Confident Naturalness Explanation (CNE): A Framework to Explain and Assess Patterns Forming Naturalness in Fennoscandia with Confidence

Protected natural areas represent regions nearly unaffected by human intervention. These regions, unspoiled by urbanization, agriculture, and other anthropogenic activities, host remarkable biodiversity and ecological processes. To fully comprehend these unaltered natural ecosystem processes, including water cycles and pollination dynamics, thorough research efforts become necessary. Machine learning models are utilized to analyze these protected natural areas from satellite imagery.
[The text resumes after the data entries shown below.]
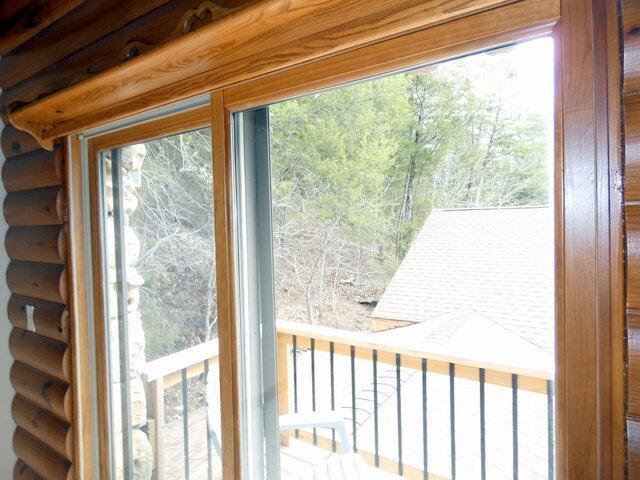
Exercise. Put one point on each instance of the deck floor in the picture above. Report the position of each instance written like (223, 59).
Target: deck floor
(297, 460)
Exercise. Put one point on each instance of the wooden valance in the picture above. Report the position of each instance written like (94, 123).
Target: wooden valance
(262, 38)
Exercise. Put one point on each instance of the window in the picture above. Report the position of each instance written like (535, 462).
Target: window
(160, 321)
(396, 273)
(307, 312)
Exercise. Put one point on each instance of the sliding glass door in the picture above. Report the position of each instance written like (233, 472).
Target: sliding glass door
(160, 321)
(395, 274)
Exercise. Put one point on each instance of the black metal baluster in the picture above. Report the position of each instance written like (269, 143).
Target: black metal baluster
(353, 396)
(333, 395)
(483, 444)
(452, 417)
(425, 449)
(550, 430)
(514, 421)
(375, 410)
(294, 340)
(209, 457)
(313, 385)
(399, 413)
(185, 422)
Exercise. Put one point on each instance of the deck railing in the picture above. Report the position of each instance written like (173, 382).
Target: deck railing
(296, 339)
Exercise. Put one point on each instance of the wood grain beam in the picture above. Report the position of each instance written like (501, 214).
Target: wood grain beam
(46, 355)
(86, 24)
(258, 39)
(91, 55)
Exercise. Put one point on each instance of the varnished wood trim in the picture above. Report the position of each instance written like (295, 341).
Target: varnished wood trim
(259, 39)
(501, 26)
(185, 121)
(226, 294)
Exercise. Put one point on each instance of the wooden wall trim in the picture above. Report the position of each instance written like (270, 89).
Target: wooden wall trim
(589, 396)
(258, 39)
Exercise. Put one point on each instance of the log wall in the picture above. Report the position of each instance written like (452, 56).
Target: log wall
(631, 108)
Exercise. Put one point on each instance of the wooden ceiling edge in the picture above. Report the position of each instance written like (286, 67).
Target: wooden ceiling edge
(395, 21)
(35, 131)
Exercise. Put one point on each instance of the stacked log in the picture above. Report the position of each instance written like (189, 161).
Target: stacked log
(36, 243)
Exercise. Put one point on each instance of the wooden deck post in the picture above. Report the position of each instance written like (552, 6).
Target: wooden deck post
(283, 382)
(155, 407)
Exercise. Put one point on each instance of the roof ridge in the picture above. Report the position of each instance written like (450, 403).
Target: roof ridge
(509, 207)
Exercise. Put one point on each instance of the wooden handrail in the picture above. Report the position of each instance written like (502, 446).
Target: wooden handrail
(368, 341)
(169, 367)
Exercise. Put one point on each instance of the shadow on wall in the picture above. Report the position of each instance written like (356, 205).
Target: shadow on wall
(7, 457)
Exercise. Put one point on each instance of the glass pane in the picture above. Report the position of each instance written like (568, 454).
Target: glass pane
(413, 271)
(161, 308)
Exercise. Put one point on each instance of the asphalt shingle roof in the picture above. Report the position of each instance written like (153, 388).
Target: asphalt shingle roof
(495, 263)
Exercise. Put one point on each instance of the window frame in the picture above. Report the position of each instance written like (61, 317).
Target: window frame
(590, 301)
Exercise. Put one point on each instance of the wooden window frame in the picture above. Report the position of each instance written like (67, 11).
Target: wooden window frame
(589, 253)
(183, 121)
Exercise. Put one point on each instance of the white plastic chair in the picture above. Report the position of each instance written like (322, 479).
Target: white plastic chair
(344, 466)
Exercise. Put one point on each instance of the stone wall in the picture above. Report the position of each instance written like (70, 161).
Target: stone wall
(132, 160)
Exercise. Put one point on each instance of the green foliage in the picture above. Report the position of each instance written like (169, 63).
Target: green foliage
(355, 172)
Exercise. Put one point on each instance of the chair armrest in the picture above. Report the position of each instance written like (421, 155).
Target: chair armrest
(324, 419)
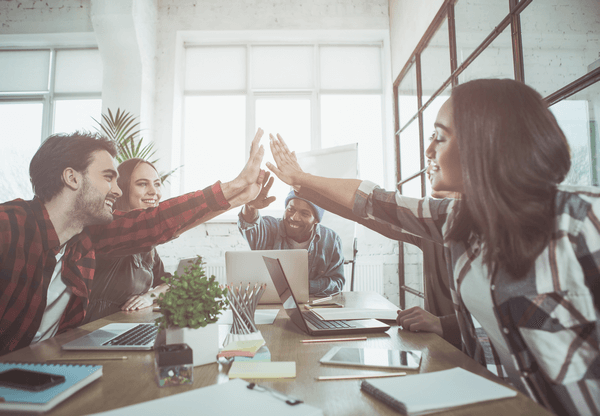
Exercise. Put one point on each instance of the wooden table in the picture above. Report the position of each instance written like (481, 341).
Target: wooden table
(132, 381)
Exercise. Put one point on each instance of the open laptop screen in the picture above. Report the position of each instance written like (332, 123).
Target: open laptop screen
(285, 292)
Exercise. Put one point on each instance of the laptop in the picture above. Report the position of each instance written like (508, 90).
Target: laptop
(248, 267)
(117, 337)
(306, 320)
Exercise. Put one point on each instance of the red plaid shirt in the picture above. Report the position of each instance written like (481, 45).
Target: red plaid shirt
(29, 244)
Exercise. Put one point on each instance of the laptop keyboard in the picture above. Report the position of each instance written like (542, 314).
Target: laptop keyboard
(141, 334)
(310, 317)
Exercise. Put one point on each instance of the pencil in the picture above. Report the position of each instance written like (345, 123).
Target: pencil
(309, 341)
(357, 376)
(88, 358)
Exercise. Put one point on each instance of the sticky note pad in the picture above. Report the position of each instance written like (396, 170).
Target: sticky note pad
(270, 369)
(241, 348)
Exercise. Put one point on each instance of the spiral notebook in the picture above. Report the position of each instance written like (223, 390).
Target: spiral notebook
(76, 377)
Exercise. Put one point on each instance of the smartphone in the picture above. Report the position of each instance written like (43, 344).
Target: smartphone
(373, 357)
(29, 380)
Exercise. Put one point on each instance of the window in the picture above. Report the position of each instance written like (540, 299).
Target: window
(315, 95)
(43, 91)
(551, 46)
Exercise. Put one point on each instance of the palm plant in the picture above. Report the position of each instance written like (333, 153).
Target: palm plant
(122, 127)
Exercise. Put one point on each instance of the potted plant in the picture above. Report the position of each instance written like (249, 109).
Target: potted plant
(190, 310)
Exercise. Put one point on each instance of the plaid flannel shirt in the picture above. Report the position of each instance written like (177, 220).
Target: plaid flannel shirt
(29, 244)
(550, 319)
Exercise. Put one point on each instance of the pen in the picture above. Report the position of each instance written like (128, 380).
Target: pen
(88, 358)
(309, 341)
(357, 376)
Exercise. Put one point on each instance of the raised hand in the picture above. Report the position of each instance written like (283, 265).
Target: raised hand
(249, 174)
(249, 181)
(263, 199)
(287, 169)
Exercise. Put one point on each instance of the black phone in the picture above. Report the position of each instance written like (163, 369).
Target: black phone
(29, 380)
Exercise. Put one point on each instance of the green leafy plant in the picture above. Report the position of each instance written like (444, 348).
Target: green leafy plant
(122, 127)
(193, 300)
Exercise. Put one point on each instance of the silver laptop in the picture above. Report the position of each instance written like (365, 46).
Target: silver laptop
(248, 267)
(117, 337)
(307, 321)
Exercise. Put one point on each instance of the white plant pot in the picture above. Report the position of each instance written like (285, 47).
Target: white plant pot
(204, 342)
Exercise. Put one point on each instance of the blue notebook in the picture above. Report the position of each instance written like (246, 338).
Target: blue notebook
(76, 377)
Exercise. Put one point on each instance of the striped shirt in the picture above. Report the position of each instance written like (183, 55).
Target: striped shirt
(550, 320)
(29, 244)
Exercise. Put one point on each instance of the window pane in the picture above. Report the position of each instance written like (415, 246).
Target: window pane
(24, 70)
(407, 96)
(291, 119)
(20, 137)
(71, 115)
(78, 71)
(410, 159)
(215, 68)
(435, 61)
(560, 42)
(349, 119)
(429, 116)
(578, 117)
(350, 67)
(494, 62)
(289, 67)
(475, 20)
(214, 140)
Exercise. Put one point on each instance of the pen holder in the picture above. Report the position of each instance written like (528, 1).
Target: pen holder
(243, 304)
(174, 365)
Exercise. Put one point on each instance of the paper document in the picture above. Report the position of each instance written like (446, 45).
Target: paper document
(230, 398)
(272, 369)
(431, 392)
(333, 314)
(261, 317)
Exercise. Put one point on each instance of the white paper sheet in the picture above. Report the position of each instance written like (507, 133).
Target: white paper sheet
(261, 317)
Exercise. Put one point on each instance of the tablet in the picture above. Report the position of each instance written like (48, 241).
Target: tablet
(372, 357)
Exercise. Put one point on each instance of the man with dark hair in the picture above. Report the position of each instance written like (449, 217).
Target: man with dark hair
(48, 245)
(298, 229)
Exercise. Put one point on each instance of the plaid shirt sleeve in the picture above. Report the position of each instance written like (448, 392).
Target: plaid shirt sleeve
(139, 230)
(422, 217)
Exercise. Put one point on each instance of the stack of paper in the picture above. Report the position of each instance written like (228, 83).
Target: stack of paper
(272, 369)
(230, 398)
(432, 392)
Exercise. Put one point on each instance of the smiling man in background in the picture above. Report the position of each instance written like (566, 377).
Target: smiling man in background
(298, 229)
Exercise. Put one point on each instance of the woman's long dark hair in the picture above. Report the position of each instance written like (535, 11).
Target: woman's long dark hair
(513, 156)
(126, 169)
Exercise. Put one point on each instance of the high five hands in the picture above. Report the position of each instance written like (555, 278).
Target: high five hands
(288, 170)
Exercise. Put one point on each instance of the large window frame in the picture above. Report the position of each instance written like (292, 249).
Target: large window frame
(48, 97)
(446, 15)
(55, 86)
(313, 94)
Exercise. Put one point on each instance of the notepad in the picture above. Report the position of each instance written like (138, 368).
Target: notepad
(230, 398)
(241, 348)
(76, 377)
(272, 369)
(433, 392)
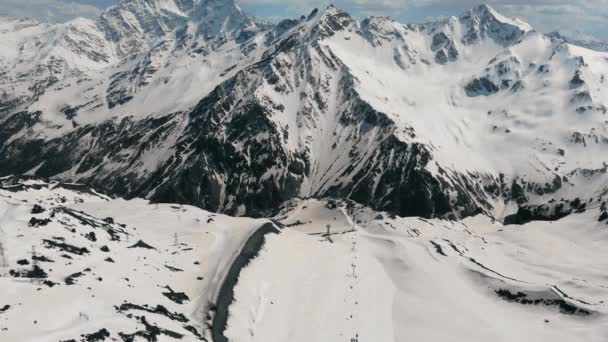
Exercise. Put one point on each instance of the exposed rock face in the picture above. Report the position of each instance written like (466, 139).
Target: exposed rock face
(198, 103)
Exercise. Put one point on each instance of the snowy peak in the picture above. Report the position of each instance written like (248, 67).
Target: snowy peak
(484, 22)
(330, 21)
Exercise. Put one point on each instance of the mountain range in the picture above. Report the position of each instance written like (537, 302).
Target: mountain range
(196, 102)
(178, 170)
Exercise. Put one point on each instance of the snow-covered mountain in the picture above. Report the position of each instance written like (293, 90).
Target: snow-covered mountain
(581, 39)
(78, 265)
(195, 102)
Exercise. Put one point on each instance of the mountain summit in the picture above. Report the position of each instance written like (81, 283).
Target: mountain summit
(196, 102)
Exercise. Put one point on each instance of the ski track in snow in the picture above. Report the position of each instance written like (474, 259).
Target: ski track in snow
(301, 288)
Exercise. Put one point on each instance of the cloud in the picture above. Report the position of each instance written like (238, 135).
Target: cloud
(47, 10)
(588, 16)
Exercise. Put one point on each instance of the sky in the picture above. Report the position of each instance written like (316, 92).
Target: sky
(577, 18)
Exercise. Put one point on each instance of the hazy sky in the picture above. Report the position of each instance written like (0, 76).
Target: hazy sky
(571, 17)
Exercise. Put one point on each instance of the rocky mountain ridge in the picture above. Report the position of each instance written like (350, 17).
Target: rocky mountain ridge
(195, 102)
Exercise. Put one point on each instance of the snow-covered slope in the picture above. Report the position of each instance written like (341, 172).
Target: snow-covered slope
(382, 278)
(77, 265)
(194, 102)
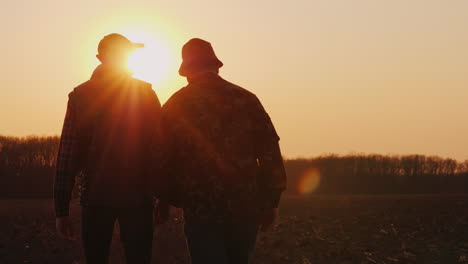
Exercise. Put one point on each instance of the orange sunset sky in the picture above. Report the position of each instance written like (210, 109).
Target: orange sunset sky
(336, 76)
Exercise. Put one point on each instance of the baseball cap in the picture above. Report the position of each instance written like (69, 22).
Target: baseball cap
(117, 43)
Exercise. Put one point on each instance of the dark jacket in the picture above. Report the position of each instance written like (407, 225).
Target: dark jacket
(109, 130)
(222, 159)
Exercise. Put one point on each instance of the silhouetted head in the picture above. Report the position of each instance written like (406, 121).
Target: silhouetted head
(198, 56)
(114, 49)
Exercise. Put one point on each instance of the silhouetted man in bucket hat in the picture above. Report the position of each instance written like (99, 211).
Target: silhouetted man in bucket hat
(222, 163)
(109, 123)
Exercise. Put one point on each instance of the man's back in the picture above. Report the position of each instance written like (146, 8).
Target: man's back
(114, 116)
(216, 132)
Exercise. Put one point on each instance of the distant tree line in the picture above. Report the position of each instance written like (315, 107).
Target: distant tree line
(27, 167)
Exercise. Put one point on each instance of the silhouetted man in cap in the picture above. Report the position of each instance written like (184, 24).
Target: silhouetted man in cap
(109, 123)
(222, 163)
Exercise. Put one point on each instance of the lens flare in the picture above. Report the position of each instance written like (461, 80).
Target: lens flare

To gain insights into the discriminative patterns underlying the notion of naturalness within these protected environments, the utilization of explainability techniques becomes essential. Moreover, addressing the inherent uncertainty embedded within machine learning models is imperative to achieve a comprehensive understanding of the concept of naturalness. Existing approaches aimed at explaining the concept of naturalness in these protected natural areas often encounter limitations. They either fall short in delivering explanations that are both complete and valid, or they struggle to offer a quantitative metric that accurately characterizes the confident significance of specific patterns that contribute to the concept of naturalness. This paper proposes a novel approach that integrates explainable machine learning with uncertainty quantification to explain naturalness. A novel quantitative metric is designed to describe the pattern's confident contribution to the concept of naturalness. Furthermore, an uncertainty-aware segmentation mask is generated for each input sample, highlighting the regions where the model illustrates a lack of knowledge. The confident Naturalness Explanation (CNE) framework is a novel way to understand naturalness by providing complete, valid, objective, quantifiable explanations of the concept of naturalness in Fennoscandia.

Features

  • UNet architecture for image segmentation.
  • Monte Carlo Dropout for uncertainty quantification.
  • Data preprocessing and transformation pipelines.
  • Training settings and hyperparameters.
  • Evaluation of uncertainty at the class level.

Requirements

  • Python 3.x
  • PyTorch
  • torchvision
  • PIL (Pillow)
  • pandas
  • numpy
  • OpenCV (cv2)
  • tifffile
  • tqdm

Setup

  1. Clone the repository to your local machine:

    git clone https://github.com/yourusername/your-repo.git

Usage

Prepare your dataset and update the paths in the code to point to your data and labels.

Set your desired hyperparameters and training settings in the code.

Train the UNet model using the provided functions.

Use Monte Carlo Dropout to assess uncertainty by running the mc_dropout_all_batches function.

View uncertainty at the class level using the class_std function.

Adjust and fine-tune the code for your specific project needs.